APPENDIX # 2 ) : TO ADM O # 1 )








    1. The senior medical officer on each personnel ship will be designated as Troop Surgeon and will co-operate with the Transport Surgeon to the fullest extent.



    2. Sick call will be held daily, and, at all tines, a medical officer will be present in the dispensary or on immediate call for dispensary duty.



    3. The usual disposition of hospital cases is to the ship hospital. This is under control of the Navy and an informal transfer is required to transfer a patient. The emergency Medical Tag (I/D Form No. 52 ) will be used for this purpose and will be prepared in duplicate. Original will accompany patient and duplicate will be kept for dispensary file.



    4. Trained Army medical personnel to assist in the sick bay will be provided at the Transport Surgeon's request.



    5. Because of the necessity of close quarters aboard ship, constant close supervision is necessary, particularly in the following spheres:



      1. Mess: Aboard ship, the mess will be inspected at each meal time by a medical officer. This inspection will be complete and will cover:



        1. Shortage of food



        2. Preparation of meals.



        3. Serving



        4. Washing of mess gear.



        5. Disposal of garbage.



        6. Sufficient kitchen help (cooks & K.P.'s). Limited eating space frequently necessitates prolonged mess hours and laxity may result if kitchen help is overworked.



        7. Food handlers will be examined daily, and, in the event of a tropical voyage, will be changed twice daily. Salt tablets will be taken as indicated.



      2. Quarters:



        1. Cleanliness of quarters and latrines must be rigidly enforced. Daily inspection will be held and deficiency reports submitted to the Troop Commander.



        2. Bedding will be aired above decks twice weekly for a two hour period as the weather permits.



        3. Shower facilities vary, and water control may dictate rationing.



      3. Clothing: Humidity will be high aboard ship, and profuse perspiration frequently causes severe heat rash.

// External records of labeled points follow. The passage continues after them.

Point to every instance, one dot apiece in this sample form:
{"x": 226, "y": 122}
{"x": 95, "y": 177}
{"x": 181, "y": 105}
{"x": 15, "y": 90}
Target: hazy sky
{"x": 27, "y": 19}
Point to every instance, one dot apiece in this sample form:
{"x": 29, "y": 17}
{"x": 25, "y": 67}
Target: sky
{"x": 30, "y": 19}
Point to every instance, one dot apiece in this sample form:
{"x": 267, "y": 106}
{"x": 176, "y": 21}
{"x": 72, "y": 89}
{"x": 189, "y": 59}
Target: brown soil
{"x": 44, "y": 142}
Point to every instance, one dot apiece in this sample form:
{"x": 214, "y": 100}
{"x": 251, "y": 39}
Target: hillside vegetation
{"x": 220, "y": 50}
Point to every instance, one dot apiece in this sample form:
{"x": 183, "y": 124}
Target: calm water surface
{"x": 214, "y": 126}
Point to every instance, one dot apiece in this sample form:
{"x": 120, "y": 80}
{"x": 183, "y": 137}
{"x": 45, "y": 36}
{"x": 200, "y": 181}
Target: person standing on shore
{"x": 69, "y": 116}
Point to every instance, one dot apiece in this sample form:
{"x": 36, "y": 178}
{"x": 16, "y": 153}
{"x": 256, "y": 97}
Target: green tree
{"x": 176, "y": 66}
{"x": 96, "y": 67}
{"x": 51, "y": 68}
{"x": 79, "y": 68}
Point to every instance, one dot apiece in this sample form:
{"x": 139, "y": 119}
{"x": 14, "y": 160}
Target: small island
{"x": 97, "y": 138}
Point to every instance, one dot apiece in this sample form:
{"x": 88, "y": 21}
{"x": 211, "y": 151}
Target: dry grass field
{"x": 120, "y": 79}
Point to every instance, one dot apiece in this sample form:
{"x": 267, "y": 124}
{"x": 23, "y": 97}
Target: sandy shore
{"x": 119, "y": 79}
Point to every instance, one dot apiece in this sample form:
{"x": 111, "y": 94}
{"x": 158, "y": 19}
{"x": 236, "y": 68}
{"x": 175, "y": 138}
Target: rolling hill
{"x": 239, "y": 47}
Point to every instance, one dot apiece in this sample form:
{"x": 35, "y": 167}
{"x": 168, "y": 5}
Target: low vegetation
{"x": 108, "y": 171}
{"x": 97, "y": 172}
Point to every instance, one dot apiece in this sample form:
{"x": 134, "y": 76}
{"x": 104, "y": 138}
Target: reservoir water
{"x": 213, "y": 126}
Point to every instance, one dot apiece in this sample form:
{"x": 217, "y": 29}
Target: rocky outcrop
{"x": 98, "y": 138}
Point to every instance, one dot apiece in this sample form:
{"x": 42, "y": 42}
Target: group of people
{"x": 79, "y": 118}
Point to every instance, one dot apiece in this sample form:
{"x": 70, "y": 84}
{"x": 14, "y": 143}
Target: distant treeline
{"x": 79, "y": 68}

All possible attempts will be made for the men to have dry, clean changes available.



      4. Supplies: Unit surgeons will check medical supplies and insure that sufficient quantity is available.




    1. Vaccines and serums will be available for completion of injections from the Division Medical Supply. Insofar as is possible, inoculations will be completed before debarkation.

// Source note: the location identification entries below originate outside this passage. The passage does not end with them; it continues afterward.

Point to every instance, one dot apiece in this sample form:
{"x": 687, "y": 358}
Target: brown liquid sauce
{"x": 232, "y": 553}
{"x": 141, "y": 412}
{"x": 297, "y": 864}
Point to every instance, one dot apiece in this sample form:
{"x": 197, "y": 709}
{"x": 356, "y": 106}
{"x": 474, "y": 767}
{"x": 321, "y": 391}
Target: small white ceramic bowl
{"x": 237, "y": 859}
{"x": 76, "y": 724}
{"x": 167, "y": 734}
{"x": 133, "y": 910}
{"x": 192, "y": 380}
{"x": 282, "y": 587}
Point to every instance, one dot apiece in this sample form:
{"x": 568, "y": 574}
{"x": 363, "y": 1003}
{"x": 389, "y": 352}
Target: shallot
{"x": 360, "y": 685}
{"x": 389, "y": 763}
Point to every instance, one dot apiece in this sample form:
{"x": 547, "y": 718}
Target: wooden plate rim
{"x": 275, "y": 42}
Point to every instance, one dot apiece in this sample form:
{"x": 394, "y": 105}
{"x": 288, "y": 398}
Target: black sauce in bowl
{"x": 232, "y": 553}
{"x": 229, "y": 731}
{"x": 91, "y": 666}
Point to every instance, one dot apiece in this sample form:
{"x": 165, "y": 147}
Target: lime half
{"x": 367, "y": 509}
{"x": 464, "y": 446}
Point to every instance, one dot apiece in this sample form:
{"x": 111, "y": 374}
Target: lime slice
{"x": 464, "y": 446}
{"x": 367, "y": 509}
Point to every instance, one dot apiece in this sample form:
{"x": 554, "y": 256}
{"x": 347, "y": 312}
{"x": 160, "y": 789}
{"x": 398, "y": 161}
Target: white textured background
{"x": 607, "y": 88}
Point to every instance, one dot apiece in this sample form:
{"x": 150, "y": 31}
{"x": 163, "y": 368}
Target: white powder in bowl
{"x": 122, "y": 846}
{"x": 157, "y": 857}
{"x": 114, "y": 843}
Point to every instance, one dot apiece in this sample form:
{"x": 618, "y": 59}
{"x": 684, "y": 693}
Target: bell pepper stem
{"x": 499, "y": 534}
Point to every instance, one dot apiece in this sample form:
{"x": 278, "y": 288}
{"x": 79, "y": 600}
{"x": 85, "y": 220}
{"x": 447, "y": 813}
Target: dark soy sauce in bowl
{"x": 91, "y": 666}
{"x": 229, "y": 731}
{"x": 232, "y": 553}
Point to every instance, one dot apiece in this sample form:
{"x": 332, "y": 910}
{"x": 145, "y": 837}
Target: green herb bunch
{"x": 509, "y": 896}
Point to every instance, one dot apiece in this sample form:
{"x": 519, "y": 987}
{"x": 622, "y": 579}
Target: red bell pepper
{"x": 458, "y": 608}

    1. All personnel will have a special inspection twenty-four (24) hours prior to debarkation, special emphasis to be paid to skin diseases, parasitic diseases, contagious, and infectious diseases.



    2. All cases held for hospitalization will be disposed of through the Troop Surgeon and Transport Surgeon. All enlisted men's records and personal effects will accompany the men.



    3. Prior to debarkation, unit Surgeons will assure themselves by personal inspection that individual medical equipment and supplies are complete and are carried ashore by the individual. He will confer with the Ship TQM relative to priority of unloading organizational equipment and will know its whereabouts and probable disposition.